“Impermissible.” That’s the word used last week by pro-tort-reformerTed Frank on the Point of Law legal blog to describe the Constitutional status of H.R. 5, the “HEALTH Act,” designed to pre-empt most health care-related lawsuits around the country. His post conceding that Congress should not “impermissibly federalize all medical malpractice litigation” capped a stunning week in which intellectual support for H.R. 5 evaporated.
As I wrote here earlier, on May 21, Prof. Randy Barnett, the GOP’s favorite Constitutional scholar, wrote a scathing op-ed in the Washington Examiner and a Volokh Conspiracy blog post, both of which condemn H.R. 5 as a breach of states’ rights (attached as Acrobat docs). He asked out loud if the House GOP are “fair-weather federalists.” His op-ed was an intellectual and political earthquake; it was very widely distributed and the subject of an article in ‘The Hill’ on May 23. And note that Barnett’s objections are NOT resolved by exempting state constitutions and courts from the reach of the bill, as Democrats tried to do during two committee markups.
On May 22, Prof. Ilya Somin of George Mason Law School, another Tea Party-side scholar, concurred with Prof. Barnett in a Volokh blog post, and he took his own shots at GOP supporters of H.R. 5. “Hopefully, at least some Republican conservatives will begin to see that you can’t advocate strict limits on federal power with one hand while trying to impose sweeping federal control over state tort law with the other.”
On May 23, Ted Frank wrote his concession. Quote: “It’s easy enough for Congress to condition portions of Medicare block grants on a state establishing reasonable medical-malpractice litigation guidelines, or for Congress to prohibit certain types of lawsuits over federally-funded medical care. It doesn’t need to impermissibly federalize all medical malpractice litigation to accomplish reform.” (Emphasis mine.)
That day, another noted legal expert on the pro-tort reform side, Walter Olson of the Cato Institute, also conceded that Barnett is right (attached in an Acrobat document). A short segment: “Thanks to star libertarian lawprof and Cato senior fellow Randy Barnett for pointing out something that has needed saying for a while: most proposals in the U.S. Congress to address medical malpractice law run into serious federalism problems. Most medical malpractice suits go forward in state courts under state law. If the U.S. Congress wishes to impose a nationwide rule on these suits, such as by limiting damages for pain and suffering, it first needs to answer the question: under which of the federal government’s constitutionally prescribed powers is it acting? Even if it can identify such authority, it should also ask: is it a wise idea–consistent with what one might call a prudential federalism–to gather yet more power in Washington at the expense of the states? Unfortunately, the backers of the current federal med-mal bill have chosen to rely on the Supreme Court’s very expansive “substantial effects” doctrine…” (Emphasis mine.)
On May 24, conservative legal expert Jonathan Adler added his opinion while commenting on Olson’s post: “Olson is anything but an opponent of tort reform generally. Indeed, he’s been one of the litigation explosion’s most prominent critics. But he recognizes that support of a particular policy goal does not require abandoning a principled commitment to the broader federalist scheme.” (Emphasis mine.)

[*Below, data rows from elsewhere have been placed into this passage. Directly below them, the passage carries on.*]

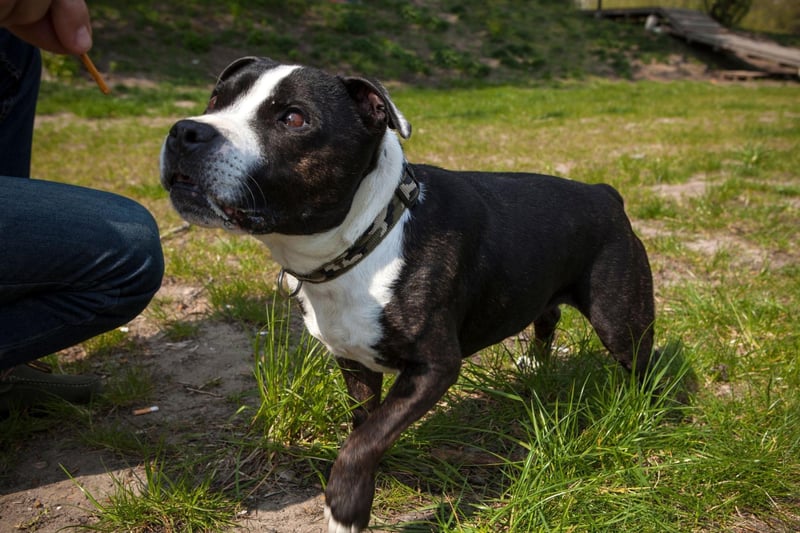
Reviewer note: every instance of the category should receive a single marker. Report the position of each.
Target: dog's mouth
(198, 205)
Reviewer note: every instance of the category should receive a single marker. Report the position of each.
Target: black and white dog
(397, 267)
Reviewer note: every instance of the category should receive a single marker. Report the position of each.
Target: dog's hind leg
(620, 304)
(544, 331)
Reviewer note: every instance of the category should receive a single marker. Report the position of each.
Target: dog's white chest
(345, 313)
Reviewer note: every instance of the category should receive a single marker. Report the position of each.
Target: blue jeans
(74, 262)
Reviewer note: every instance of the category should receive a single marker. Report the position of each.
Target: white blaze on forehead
(234, 121)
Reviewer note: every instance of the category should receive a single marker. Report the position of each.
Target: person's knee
(144, 259)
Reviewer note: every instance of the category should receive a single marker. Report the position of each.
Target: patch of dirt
(194, 381)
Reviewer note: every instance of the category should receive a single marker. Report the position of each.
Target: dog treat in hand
(94, 73)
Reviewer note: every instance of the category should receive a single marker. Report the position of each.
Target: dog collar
(404, 197)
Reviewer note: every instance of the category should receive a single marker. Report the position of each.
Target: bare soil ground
(193, 383)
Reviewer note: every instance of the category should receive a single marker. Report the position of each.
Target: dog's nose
(189, 135)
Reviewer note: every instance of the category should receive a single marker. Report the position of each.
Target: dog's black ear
(376, 106)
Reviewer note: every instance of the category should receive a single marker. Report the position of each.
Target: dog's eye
(294, 119)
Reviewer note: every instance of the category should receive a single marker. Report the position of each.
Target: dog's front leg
(364, 386)
(351, 486)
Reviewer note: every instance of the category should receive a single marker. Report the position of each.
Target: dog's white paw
(336, 527)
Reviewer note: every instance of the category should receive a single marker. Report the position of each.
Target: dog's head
(279, 149)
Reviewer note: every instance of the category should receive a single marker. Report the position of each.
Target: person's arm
(60, 26)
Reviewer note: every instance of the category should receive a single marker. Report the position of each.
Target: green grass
(571, 445)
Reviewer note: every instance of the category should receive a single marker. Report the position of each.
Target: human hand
(60, 26)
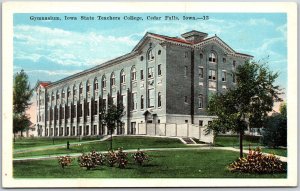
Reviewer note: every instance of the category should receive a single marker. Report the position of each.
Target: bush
(111, 158)
(258, 163)
(121, 158)
(91, 160)
(140, 157)
(275, 131)
(64, 161)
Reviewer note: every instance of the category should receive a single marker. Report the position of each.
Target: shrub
(111, 158)
(140, 157)
(64, 161)
(121, 158)
(91, 160)
(256, 162)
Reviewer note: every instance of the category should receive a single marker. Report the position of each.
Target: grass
(166, 164)
(233, 141)
(23, 143)
(129, 142)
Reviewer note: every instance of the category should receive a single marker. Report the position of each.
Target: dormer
(194, 36)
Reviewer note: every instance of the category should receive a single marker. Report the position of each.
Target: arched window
(133, 73)
(113, 79)
(69, 92)
(88, 87)
(104, 82)
(159, 99)
(80, 89)
(122, 77)
(75, 91)
(63, 94)
(150, 55)
(96, 84)
(142, 102)
(212, 57)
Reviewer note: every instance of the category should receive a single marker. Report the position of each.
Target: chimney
(194, 36)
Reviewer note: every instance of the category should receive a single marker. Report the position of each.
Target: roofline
(100, 66)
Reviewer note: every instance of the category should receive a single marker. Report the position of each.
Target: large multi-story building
(163, 80)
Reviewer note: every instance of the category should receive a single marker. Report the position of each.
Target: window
(159, 69)
(200, 72)
(122, 77)
(212, 57)
(134, 101)
(159, 99)
(96, 85)
(103, 82)
(212, 75)
(80, 89)
(63, 94)
(142, 102)
(74, 91)
(185, 99)
(95, 109)
(200, 101)
(150, 55)
(201, 123)
(88, 87)
(80, 110)
(87, 108)
(151, 97)
(233, 78)
(142, 75)
(113, 79)
(133, 74)
(150, 72)
(69, 93)
(185, 54)
(223, 76)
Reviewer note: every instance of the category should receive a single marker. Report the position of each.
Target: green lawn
(22, 143)
(166, 164)
(128, 142)
(233, 141)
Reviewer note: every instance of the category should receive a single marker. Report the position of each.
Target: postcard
(149, 94)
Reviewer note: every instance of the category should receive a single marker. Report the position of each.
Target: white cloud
(262, 21)
(67, 47)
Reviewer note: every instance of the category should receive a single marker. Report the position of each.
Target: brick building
(163, 80)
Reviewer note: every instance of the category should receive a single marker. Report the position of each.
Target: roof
(174, 39)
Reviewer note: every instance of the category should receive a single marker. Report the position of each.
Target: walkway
(284, 159)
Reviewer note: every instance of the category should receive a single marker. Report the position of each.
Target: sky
(52, 50)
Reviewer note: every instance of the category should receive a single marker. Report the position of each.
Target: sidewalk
(283, 159)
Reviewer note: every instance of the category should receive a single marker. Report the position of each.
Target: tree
(275, 129)
(112, 118)
(247, 104)
(21, 101)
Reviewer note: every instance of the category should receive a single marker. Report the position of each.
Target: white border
(136, 7)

On May 26, Prof. Randy Barnett was interviewed on the nationally syndicated ‘What’s Up’ radio program by host Terry Lowry about how H.R. 5 violates the limitations on the powers granted to the federal government in the Constitution and Bill of Rights. You can listen to the first segment of his interview here and listen to the second segment of the interview here (MP3 audio files). Starting at 2:32 of the second segment, he said, “Congress doesn’t really have the authority to do tort reform legislation because that has historically been within the province of the states…” He proceeded to reiterate the other points of his op-ed and that federal tort reform legislation is an abuse of the Commerce Clause, a point that Rep. Ted Poe made during consideration of H.R. 5 by the House Judiciary Committee.
Also recall that Constitutional conservative Rob Natelson of the Independence Institute in Colorado wrote a letter to the House Judiciary and Energy & Commerce Committees weeks ago to advise them that H.R. 5 is unconstitutional, with arguments very similar to those of Prof. Barnett. So that’s six Constitutional experts against H.R. 5, from Natelson to Adler.
There’s only one important question left for Republicans about H.R. 5, and it’s purely political: WHY would the House GOP run over the Constitution to reward those medical associations which were the co-conspirators in the enactment of ObamaCare, thus shoving the unconstitutional individual mandate down our throats?!